Tuesday, January 02, 2007

Dish Network convo

these damned people from Dish Network keep calling me. but they only call while i'm at work, so they're always leaving messages. and i realize i could put myself on the "do not call" list or whatever, but guess what? i don't feel like it. i'd rather write a blog about my experiences.

ok this happened like 3 weeks ago. that's how lazy i've been to FINALLY put it on here. i saved the convo, so here you go.

when they leave a message, you'd think the stereotype would be:
"Hello sir, my name is Jim with Dish Network and I'd like to offer you an exciting new promotion!"
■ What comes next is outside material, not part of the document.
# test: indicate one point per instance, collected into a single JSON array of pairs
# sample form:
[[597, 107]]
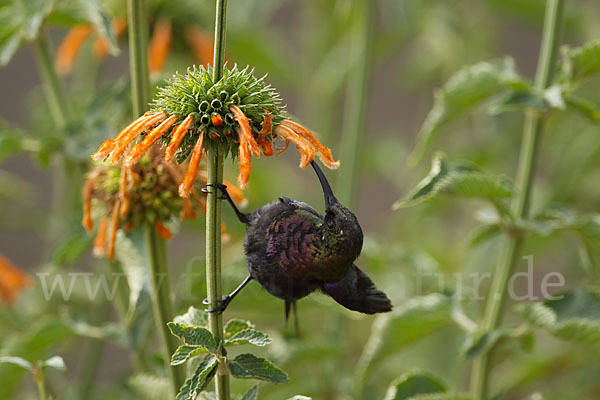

but their messages are more like this:
"Hey guys, what's up. it's bobby. listen, give me a call back, i did get you guys approved for a three room setup (by the way, the "you guys" thing is kind of obvious since i live alone, douche). we can go ahead and do the installation and everything, no problem. so yeah, guys, just give me a call back, my number is XXX-XXX-XXXX.

i know what they're doing. in sales, we call it "indifference". really, ANYONE could call it that. but it's very powerful... the whole idea is make it totally casual and the person might say (in this case)... "hm, maybe bobby and i did talk. i don't remember it, but then again, i'm a cracked out redneck."

so i get tired of this ass clown calling me all the time, and i finally call him back. here are the conversation....s. basically word for word.

Call #1
Gina: Thanks for calling Dish Network, this is Gina, how can I help you?
Me: Yeah, Bobby please.
Gina: ~pause~ I'm... sorry?
Me: I'm trying to get in touch with my boy Bobby.
~click~

Call #2
Jared: Thanks for calling Dish Network, this is Jared, how can I help you?
Me: Someone just hung up on me.
Him: They hung up on you?
Me: I don't get it. I'm trying to call Bobby to see if he wants to hang.
Him: If he wants to hang?
Me: Come on, you know how Bobby is (I later realized this made NO sense). I was just going to see if he wanted to shoot some hoops.
(now realizing i'm screwing around)
Him: Ah, I see. Where do you live?
Me: Virginia.
Him: We're in Portland (Oregon).
Me: WOW.
Him: That's a long drive.
Me: Fuck that, i'm hitchhiking. Hey is that legal in Oregon?
Him: Probably.
Me: Sweet. Well, tell B i said "what up" and he can hit me up lata. And tell Gina to take the stick out of her ass.
Him: Haha, I'll let uh, them know.
Me: Peace out, mo fo.

if they're going to leave friendly messages on my machine then WHY WON'T HE BE MY FRIEND? IT'S BECAUSE I'M FAT, ISN'T IT??? (runs to room sobbing)

1 comment:

Anonymous said...

Hahaha, funniest thing I've read in a long time.